On December 4, 2002, my sister woke me at 4:30 on a Monday morning to tell me mum had suffered a stroke.  It wasn't until weeks later upon questioning my dad, that I found out that on Friday night of the previous weekend, she was sitting at her computer in the afternoon, and was complaining of numbness on her right side and a slight headache, but she didn't worry about it.  She was only 58, why should she?  She went to band rehearsal that night as usual, with the headache.  By Saturday night, she still had the headache, but was stoked enough to play the show, and she was so high from it that she barely noticed the headache, continuing numbness and now the slight drag to her right foot.  Then on Sunday after her adrenaline levels returned to normal and the pain of the headache really set in, she had my dad take her to hospital, where they wanted to do an MRI, but my mother, having the sensibility of a cow, told them no, just give her the usual shot of Demerol to calm the migraine.

That was at 10:00.  At 11, she kissed my dad good-night, went to bed, and when he went to bed at 1, she was sitting on the edge of the bed, unable to speak and looking through him.  He called my sister, a registered nurse, who called the ambulance for him.  When they got her back to hospital, they began administering the blood-thinners, but you only have a 2-hour window from the time of the first symptoms to administer them for any hope of reversal.  She'd been suffering with the first signs of the blockage for 3 days.

When I spoke to the doctor that morning, he told me 75% of her left brain lobe was fried.  She was in for a long road of therapy.

So.  Long story short, how is she today?  Still not great.  She can speak a little, but can she still sing?  Like nobody's business.  In fact, since the stroke hit her primary language center, it affected her speech.  But somehow, she can sing on beat and in pitch, better than she can string together two words to form a sentence.  That's my mum--always doing it her way.  And visiting that farm is a regular sitcom, what, with my dad's grunts and whistles and mum's clicks and hand-gestures.  They seem to have found a creative way to communicate.

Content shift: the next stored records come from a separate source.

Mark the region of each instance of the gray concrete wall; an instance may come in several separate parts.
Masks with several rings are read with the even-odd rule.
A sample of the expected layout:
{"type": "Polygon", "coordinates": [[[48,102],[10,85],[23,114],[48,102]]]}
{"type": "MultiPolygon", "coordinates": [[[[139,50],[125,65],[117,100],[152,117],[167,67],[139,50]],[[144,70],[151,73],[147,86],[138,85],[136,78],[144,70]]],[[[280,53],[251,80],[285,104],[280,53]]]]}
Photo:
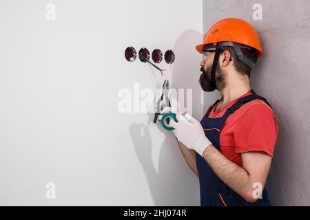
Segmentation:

And who's now my biggest fan?  Yup.  My mum.  But not just a fan, a supporter, too, which is what I never had before.

So now that my crisis has passed and I've learned something from it, I can move on.  One of the two manuscripts on which I've been working, is a dark comedy about the relationship with my mum, both pre- and post-stroke.  Hey--might as well put this crap in my head to good use somewhere, right?